The patient-centered medical home seeks to expand patients’ access to primary care, promote prevention, and ensure that care is well coordinated. National survey data show that the number of medical home initiatives and the number of patients they serve have grown significantly since 2009. Current initiatives tend to be larger and have no specified end dates, while per-member per-month fees are higher. These findings suggest that stakeholders recognize the importance of investing in primary care and the substantial time and effort required to change practice patterns and provider behavior.
Strengthening primary care is a key thrust of health care delivery reform efforts in the United States and the patient-centered medical home model is often a core component. Medical homes, whether organized by health plans, state Medicaid programs, or other entities, rely on multidisciplinary care teams, care managers, patient registries, and other tools to expand access, promote prevention, and coordinate patient care. To understand the prevalence and nature of these initiatives, Commonwealth Fund–supported researchers fielded a nationwide survey of patient-centered medical homes in 2013 and compared the results with a similar survey fielded in 2009.

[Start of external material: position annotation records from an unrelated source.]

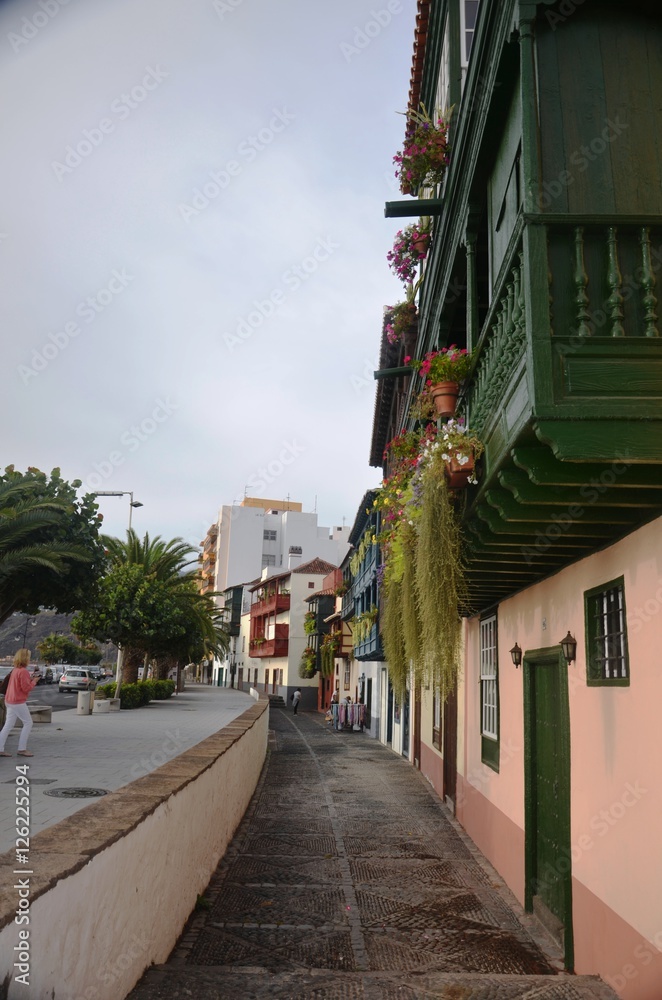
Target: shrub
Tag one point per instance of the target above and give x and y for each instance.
(163, 689)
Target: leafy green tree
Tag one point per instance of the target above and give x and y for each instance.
(51, 554)
(149, 605)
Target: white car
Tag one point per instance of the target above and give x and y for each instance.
(77, 679)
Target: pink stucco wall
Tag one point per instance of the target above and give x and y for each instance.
(616, 780)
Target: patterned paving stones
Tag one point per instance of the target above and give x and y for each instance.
(356, 883)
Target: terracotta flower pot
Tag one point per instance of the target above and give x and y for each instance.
(445, 395)
(458, 475)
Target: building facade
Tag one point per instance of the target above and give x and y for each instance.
(544, 261)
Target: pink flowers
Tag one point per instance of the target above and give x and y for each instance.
(450, 364)
(425, 154)
(410, 247)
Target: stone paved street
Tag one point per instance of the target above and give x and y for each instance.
(349, 879)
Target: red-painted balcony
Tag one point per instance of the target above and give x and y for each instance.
(269, 647)
(271, 604)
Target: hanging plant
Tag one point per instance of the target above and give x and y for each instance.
(307, 664)
(424, 157)
(410, 247)
(401, 322)
(439, 576)
(310, 622)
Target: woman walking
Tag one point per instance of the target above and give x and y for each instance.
(20, 685)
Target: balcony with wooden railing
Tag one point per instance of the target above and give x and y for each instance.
(276, 645)
(566, 395)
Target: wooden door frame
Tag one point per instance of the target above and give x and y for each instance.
(550, 656)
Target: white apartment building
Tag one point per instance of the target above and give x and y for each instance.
(275, 535)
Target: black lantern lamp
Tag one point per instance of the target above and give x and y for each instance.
(569, 647)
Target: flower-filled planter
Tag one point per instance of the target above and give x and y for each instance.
(460, 449)
(424, 158)
(443, 372)
(410, 247)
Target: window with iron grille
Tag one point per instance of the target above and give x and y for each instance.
(489, 692)
(436, 720)
(607, 659)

- In 2013, there were 119 medical home initiatives in the U.S. that featured payment reform, 114 of which responded to the survey. In 2009, there were only 26.
- Medical home initiatives in 2013 ranged from small pilot programs with only a few participating practices to large programs covering nearly all patients in a region or state, with these larger initiatives dominating. The number of enrolled patients increased from about 5 million in 2009 to about 21 million in 2013.
- In 2013, 69 percent of the initiatives required participating practices to achieve official recognition as patient-centered medical homes based on established standards, either set by the National Commission for Quality Assurance or internally developed.
- While most medical home initiatives in 2009 had set end dates (77%), in 2013 only 20 percent had designated end dates.
- The dominant payment model for medical home providers has remained fee-for-service, supplemented by per-member per-month payments and pay-for-performance bonuses. The use of shared-savings models (under which both payer and provider typically share the cost savings achieved through better patient care) had become more common, however, and per-member per-month fees were higher in 2013 than in 2009.
The Big Picture
"The longer-term, more open-ended nature of the current patient-centered medical home initiatives suggests a recognition of the importance of sustained investment in the primary care infrastructure."
Based on substantial growth in the number of medical homes and payers’ commitment to the model over the long term, there appears to be a recognition that reforming primary care will require considerable time and resources. Evaluations of early medical home initiatives have found mixed results regarding their ability to improve care and control costs, but today’s initiatives are learning from past experiences and providing greater incentives to control the total costs of care.
About the Study
As in the 2009 survey, the researchers surveyed all patient-centered medical homes that featured external payment incentives to participating providers. They identified medical homes through public databases, literature review, web searches, and expert consultation. The survey included questions about the process used to select participating practices, medical home recognition standards, payment methodologies, use of consultants, involvement in learning collaboratives, and planned evaluations. Of the 172 patient-centered medical home initiatives the researchers identified, 119 incorporated payment reform in their model and thus met inclusion criteria. Of these, 114 (96%) responded to the survey. Collectively, the initiatives included 63,011 providers caring for 20,764,676 patients.
The Bottom Line
Between 2009 and 2013 there was a fourfold increase in both the number of patient-centered medical home initiatives and the number of patients enrolled in them. Current initiatives tend to be large, open-ended, and varied in respect to payment and delivery reform approaches.